Protesters shun power plant hearing

Protesters shun power plant hearing

Urge investigation into meeting, ban order

Protesters gathered at the third and final public hearing on a coal-fired power plant for Songkhla but refused to go inside without their banners. (Photo by Chanat Katanyu)
Protesters gathered at the third and final public hearing on a coal-fired power plant for Songkhla but refused to go inside without their banners. (Photo by Chanat Katanyu)

Songkhla: Protesters boycotted a public hearing Monday on a new coal-fired power plant project planned for Thepha district, after being told they could not attend if they brought their protest placards.

The third and final hearing on the Environment and Health Impact Assessment (EHIA) for the 2,200-megawatt coal-fired power plant, which will be the largest of its kind in Thailand, was held at the Pak Bang Tambon Administration Organisation (TAO) office.

Tight security measures were employed at the hearing, organised by the Electricity Generating Authority of Thailand (Egat), the project owner, amid fears protesters would attempt to stage a rally against the plant.

About 400 military officers, police officers, and defence volunteers were deployed at the hearing.

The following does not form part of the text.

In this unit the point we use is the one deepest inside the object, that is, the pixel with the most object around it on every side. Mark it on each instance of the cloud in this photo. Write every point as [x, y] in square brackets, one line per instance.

Songkhla governor Thamrong Charoenkul earlier issued an order banning gatherings at the hearing venue between Sunday and today.

The EHIA hearing on the power plant's deep-sea port is due to take place today.

About 50 local protesters gathered in front of the Pak Bang TAO office demanding the governor, who chaired the hearing, should cancel the event and revoke his ban order.

They had been told by authorities they could not attend the hearing unless they put down their placards opposing the power plant.

They decided to boycott the meeting, saying the placards were part of their expression of their opinions.

The group earlier called for Mr Thamrong to step down from chairing the event, claiming he did not hold a neutral position.

"It is my duty as the governor [to be the chairman]," Mr Thamrong said, rejecting the request.

He told the hearing that the project will benefit Thepa residents.

"Since Egat has proposed the project, Thepha is now known nationwide. Shouldn't we be proud about that?" he said.

"Thepha people will be the owners of the upcoming coal-fired power plant and deep-sea port."

The governor told reporters he was not opposed to different opinions.

Some attending the hearing told the Bangkok Post that they did not know much about the matter under discussion.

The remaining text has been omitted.